Aşk Önce Gelişin Serencamı
Zamanı istediğiniz kadar alsanız da geriye, nereden ve nasıl çıkıp geldiğini bilemeden, ne ile tanısını koyabileceksiniz aşkın. Ki siz efendilerime söyleyeyim, sonradan gelmenin görücü usulünce, naif cisminizi vampir dişli testeresinin altına yatırdığınızdan dahi bihaberken.

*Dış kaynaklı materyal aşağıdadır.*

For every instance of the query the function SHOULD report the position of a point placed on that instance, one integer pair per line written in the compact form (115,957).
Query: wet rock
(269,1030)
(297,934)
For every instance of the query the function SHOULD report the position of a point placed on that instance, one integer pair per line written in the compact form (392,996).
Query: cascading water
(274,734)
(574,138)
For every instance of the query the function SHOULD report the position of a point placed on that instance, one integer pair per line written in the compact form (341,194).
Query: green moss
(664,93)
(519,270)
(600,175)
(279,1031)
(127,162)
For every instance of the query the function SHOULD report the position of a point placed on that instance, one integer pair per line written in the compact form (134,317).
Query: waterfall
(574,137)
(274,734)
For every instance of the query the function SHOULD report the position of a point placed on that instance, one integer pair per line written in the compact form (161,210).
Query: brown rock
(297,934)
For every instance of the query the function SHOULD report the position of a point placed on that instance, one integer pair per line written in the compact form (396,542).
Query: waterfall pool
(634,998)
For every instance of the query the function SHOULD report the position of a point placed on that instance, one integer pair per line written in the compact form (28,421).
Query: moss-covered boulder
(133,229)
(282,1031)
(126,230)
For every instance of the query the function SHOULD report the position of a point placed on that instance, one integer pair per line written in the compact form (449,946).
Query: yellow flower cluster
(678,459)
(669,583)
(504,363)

Aşk önce geldim ben. Daha siz ve o gelmeden, henüz görmeden ve de bilmeden neler olacağını. Gelip yanımdan geçerek size musallat olmaya koyulduğu lahzayı dünmüş gibi hatırlıyorum. Beş his hünerinden yoksundu, sizden eksik yanı bir tek onlar değildi; ne elleri vardı, ne ayakları, ne de bir kalbi… Küremsi bir çarkın bütün yüzeyindeki dişlilerinden sadece kutup dişlisine takılmış iki testeresi savruluyordu dikine boyutta. Kürenin içine uzanan kökleri iki kalbi bünyesine çekip öğütecek bir mengeneye sahipti. O bir alet ya da makina değildi, sürücüsü de yoktu, iki kalbin birbirini çekim yasası yürürlüğe girdiği andan itibaren çalışmaya başlayan silinmez bir yazgıydı.
Siz, iki gönül buluşması olarak sanıp aldandığınız kavuşmalarınızla, iki kalbi de onun merkezine kaptırdığınızın farkına bile varmadan, yazgınızı kendiniz yazdınız. Yürekten sevdim diyerek başladığınız yolculuğunuzun bitiş çizgisinde, gönül hariç bedenin tamamının pare pare olduğunu fark ettiğinizde, ne çok erken ne de çok geç oldu artık sizin için. Zamanın öncesi ve sonrası yoktu artık, iki kalp de mengenesinden geçerek toprak olmaya dahi kavuşamayan bir kızıl kırgınlığa mahkûm oldu.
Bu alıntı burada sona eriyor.